Ma é tutta un’atmosfera che si viene a ricreare, quella di un mondo che assai probabilmente i prossimi nati non conosceranno, mentre gli altri, quelli già con un po’ di anni sulle spalle, hanno inconsciamente disconosciuto, schiavi dell’avidità per un denaro che non basta mai e continuamente desiderosi di un effimero nuovo (da Donna dei ricami: quale sia / il tuo pensiero / seduta / sulla sedia di paglia /vicino ai girasoli / assetati d’agosto / non so / donna dei ricami /…). È un’immagine ieratica, di un tempo lento, mai fuggente, una perfetta integrazione di un essere umano con la natura, una visione che ormai non è che un ricordo.

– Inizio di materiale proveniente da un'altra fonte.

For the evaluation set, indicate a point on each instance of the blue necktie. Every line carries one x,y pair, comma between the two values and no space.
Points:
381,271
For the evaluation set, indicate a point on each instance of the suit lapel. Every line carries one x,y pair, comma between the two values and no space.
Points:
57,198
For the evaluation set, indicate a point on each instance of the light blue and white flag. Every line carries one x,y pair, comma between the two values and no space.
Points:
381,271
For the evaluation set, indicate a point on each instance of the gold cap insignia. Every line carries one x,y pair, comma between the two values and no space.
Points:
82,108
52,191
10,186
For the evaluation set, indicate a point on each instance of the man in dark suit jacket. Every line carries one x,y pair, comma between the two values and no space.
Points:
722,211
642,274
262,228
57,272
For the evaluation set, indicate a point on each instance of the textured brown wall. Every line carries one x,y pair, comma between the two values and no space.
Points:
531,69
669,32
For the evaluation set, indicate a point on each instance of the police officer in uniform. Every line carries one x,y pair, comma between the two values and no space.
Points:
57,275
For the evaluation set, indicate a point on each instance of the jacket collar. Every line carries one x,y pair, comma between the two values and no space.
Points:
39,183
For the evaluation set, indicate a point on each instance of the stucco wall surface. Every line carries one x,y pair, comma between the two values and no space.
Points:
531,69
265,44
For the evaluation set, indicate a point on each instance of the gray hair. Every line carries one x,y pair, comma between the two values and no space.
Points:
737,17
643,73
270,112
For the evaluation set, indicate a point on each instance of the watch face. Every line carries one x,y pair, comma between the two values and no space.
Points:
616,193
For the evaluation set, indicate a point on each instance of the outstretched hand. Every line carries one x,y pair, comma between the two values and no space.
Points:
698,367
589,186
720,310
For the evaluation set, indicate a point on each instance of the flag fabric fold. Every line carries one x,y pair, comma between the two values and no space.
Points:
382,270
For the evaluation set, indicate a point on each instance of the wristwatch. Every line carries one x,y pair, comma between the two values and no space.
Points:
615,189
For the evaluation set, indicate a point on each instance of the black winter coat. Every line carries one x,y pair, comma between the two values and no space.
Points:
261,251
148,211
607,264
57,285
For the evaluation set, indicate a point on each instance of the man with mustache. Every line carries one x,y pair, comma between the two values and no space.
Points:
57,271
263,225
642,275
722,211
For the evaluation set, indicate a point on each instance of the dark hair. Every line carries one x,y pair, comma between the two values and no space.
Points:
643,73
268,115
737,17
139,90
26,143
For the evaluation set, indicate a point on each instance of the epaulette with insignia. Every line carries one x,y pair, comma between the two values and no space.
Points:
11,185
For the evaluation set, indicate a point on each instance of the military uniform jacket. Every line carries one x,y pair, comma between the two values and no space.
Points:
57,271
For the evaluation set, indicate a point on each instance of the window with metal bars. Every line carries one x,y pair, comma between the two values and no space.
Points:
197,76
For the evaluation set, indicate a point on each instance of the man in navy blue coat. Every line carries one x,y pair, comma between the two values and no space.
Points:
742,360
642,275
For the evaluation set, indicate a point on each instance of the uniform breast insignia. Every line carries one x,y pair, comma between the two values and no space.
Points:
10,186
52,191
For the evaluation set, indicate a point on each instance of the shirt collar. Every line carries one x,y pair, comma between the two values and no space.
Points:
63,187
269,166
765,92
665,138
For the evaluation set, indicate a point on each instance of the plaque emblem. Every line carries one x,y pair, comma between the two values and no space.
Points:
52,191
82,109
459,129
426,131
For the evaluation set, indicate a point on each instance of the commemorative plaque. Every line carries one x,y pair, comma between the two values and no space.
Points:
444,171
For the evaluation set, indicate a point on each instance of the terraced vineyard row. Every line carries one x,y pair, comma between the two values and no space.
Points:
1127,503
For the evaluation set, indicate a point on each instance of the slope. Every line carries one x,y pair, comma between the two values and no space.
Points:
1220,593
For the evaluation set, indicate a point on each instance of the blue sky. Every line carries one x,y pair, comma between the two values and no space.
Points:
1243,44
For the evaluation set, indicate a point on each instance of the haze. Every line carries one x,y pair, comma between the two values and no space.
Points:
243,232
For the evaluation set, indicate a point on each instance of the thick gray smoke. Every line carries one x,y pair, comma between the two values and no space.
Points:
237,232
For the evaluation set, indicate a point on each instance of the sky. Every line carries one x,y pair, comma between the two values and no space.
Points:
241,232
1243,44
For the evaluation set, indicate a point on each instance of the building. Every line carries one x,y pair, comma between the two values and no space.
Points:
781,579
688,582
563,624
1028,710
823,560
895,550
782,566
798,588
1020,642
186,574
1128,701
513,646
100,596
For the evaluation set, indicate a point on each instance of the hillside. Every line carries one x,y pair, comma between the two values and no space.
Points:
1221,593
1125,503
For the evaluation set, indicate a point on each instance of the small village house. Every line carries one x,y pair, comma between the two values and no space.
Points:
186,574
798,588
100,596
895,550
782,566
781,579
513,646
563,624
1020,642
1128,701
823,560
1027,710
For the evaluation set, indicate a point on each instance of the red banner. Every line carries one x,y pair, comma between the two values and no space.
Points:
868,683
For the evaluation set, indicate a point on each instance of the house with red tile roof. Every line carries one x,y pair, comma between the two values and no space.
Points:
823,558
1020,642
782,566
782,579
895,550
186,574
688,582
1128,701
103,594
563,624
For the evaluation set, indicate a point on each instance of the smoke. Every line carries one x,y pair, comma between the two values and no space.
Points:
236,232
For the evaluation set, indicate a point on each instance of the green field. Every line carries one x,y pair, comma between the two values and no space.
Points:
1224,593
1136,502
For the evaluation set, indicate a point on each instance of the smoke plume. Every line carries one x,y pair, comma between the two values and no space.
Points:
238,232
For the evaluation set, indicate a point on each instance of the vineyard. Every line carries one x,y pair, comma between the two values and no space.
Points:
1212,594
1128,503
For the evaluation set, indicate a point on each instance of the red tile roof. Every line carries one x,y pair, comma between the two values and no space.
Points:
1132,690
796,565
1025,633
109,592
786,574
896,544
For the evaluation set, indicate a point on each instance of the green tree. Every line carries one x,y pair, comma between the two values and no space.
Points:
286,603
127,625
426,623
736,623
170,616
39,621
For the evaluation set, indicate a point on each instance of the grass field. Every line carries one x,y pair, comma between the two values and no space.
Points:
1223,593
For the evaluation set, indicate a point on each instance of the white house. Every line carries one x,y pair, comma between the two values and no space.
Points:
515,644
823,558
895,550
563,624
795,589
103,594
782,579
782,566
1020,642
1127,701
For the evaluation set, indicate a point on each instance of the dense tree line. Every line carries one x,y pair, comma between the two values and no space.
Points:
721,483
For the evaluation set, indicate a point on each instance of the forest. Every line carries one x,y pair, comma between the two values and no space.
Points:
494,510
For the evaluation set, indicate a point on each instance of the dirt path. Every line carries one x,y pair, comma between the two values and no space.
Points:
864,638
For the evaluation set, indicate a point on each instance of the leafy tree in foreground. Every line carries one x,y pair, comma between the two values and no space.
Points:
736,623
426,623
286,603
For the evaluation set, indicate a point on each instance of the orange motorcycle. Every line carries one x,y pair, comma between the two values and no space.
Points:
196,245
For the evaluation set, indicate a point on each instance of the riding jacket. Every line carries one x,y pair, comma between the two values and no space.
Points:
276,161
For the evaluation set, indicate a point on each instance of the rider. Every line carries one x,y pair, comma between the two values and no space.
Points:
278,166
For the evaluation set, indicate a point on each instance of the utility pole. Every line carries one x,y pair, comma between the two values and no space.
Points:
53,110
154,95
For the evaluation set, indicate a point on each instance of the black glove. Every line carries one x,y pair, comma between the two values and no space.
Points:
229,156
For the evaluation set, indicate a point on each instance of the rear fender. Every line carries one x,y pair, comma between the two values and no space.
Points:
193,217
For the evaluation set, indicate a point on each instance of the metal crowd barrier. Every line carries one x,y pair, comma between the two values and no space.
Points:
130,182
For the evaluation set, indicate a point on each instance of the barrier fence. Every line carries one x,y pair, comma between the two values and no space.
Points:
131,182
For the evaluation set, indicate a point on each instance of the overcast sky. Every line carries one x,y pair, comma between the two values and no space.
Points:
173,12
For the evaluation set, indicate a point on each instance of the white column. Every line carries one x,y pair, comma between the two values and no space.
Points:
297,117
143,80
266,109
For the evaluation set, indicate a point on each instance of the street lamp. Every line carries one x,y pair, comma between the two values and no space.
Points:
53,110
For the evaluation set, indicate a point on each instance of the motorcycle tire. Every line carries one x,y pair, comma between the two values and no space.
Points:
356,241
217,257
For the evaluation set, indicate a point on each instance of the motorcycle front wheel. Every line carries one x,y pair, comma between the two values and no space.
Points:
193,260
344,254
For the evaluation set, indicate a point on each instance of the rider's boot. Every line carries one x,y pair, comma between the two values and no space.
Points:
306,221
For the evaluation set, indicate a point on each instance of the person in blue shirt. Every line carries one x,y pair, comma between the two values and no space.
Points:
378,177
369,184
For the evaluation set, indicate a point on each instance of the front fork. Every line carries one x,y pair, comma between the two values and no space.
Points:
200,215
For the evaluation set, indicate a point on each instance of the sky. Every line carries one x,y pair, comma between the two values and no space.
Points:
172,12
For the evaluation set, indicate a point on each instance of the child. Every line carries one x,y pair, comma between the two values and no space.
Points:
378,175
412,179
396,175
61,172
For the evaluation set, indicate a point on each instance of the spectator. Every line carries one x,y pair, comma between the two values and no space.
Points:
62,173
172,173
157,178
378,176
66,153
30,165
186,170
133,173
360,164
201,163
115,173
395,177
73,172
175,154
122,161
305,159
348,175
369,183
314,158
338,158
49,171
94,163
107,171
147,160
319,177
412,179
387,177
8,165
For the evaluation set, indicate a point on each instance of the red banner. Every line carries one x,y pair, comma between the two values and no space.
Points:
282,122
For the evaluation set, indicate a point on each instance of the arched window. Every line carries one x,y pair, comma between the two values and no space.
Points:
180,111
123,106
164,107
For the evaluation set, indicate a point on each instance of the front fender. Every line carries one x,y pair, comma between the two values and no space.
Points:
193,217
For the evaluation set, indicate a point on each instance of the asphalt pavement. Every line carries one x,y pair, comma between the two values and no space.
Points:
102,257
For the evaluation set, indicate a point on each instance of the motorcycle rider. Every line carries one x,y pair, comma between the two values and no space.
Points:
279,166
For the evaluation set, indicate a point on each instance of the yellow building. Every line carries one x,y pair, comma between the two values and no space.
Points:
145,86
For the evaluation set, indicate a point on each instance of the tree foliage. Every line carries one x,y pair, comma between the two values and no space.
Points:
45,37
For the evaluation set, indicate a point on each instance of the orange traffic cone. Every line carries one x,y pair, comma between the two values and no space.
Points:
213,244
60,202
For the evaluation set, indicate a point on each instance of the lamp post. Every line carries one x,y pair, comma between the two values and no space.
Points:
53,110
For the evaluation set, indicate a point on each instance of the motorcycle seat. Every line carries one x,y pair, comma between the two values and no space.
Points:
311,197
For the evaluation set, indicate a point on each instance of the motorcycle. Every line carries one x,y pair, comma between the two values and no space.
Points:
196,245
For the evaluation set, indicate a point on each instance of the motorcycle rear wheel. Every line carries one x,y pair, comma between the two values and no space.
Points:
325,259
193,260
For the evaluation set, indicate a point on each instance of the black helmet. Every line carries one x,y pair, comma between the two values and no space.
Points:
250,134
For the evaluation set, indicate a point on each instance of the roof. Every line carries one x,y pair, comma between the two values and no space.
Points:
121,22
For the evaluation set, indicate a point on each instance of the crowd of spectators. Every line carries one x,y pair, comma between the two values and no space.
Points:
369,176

Mi permetto di evidenziare come questi versi non siano aulici, ma nello loro scarna brevità riescono a coinvolgere il lettore, immergendolo in un’atmosfera accogliente e rarefatta. Il prefatore addirittura fa un richiamo a Ungaretti per questa concreta capacità espressiva, non disconoscendo tuttavia che un po’ d’influsso del Pascoli è presente, e in effetti è così. L’abilità di Oselini è stata quella di amalgamare in pressoché perfetto equilibrio la capacità di sintesi del padre dell’ermetismo con la malinconica dolcezza del decadente Giovanni Pascoli, e questo è indubbiamente un merito e fa di questa raccolta un qualche cosa di nuovo nel panorama letterario italiano, ed é quindi anche per questo meritevole della massima considerazione. E’ inutile che dica che in questo mondo mi piace ritrovarmi, amo riassaporare i gusti di un tempo che è stato, riandare a semplicità di vita ormai sconosciute, e in questo avverto anche lo spirito di un grande poeta, per non dire grandissimo, mantovano come il sottoscritto e come l’autore, quel Publio Virgilio Marone che nelle sue esemplari Bucoliche seppe così bene parlarci di una realtà, in cui uomo e natura si integravano alla perfezione, ideale e perfetto rifugio dagli sconvolgimenti, anche drammatici, di cui gli umili, unici autentici validi rappresentanti del genere umano, sono spesso vittime incolpevoli.
E La mia casa, che dona il titolo all’intera raccolta, bene rappresenta, nel suo esemplare equilibrio formale, fatti ormai irripetibili (…/ e cancelli aperti / su filari / di mele cotogne / pesche / e ciliegie / per il rito / sacro a mia madre / della mostarda / di Natale).
La mia casa è una gran bella raccolta, di rara elevata qualità.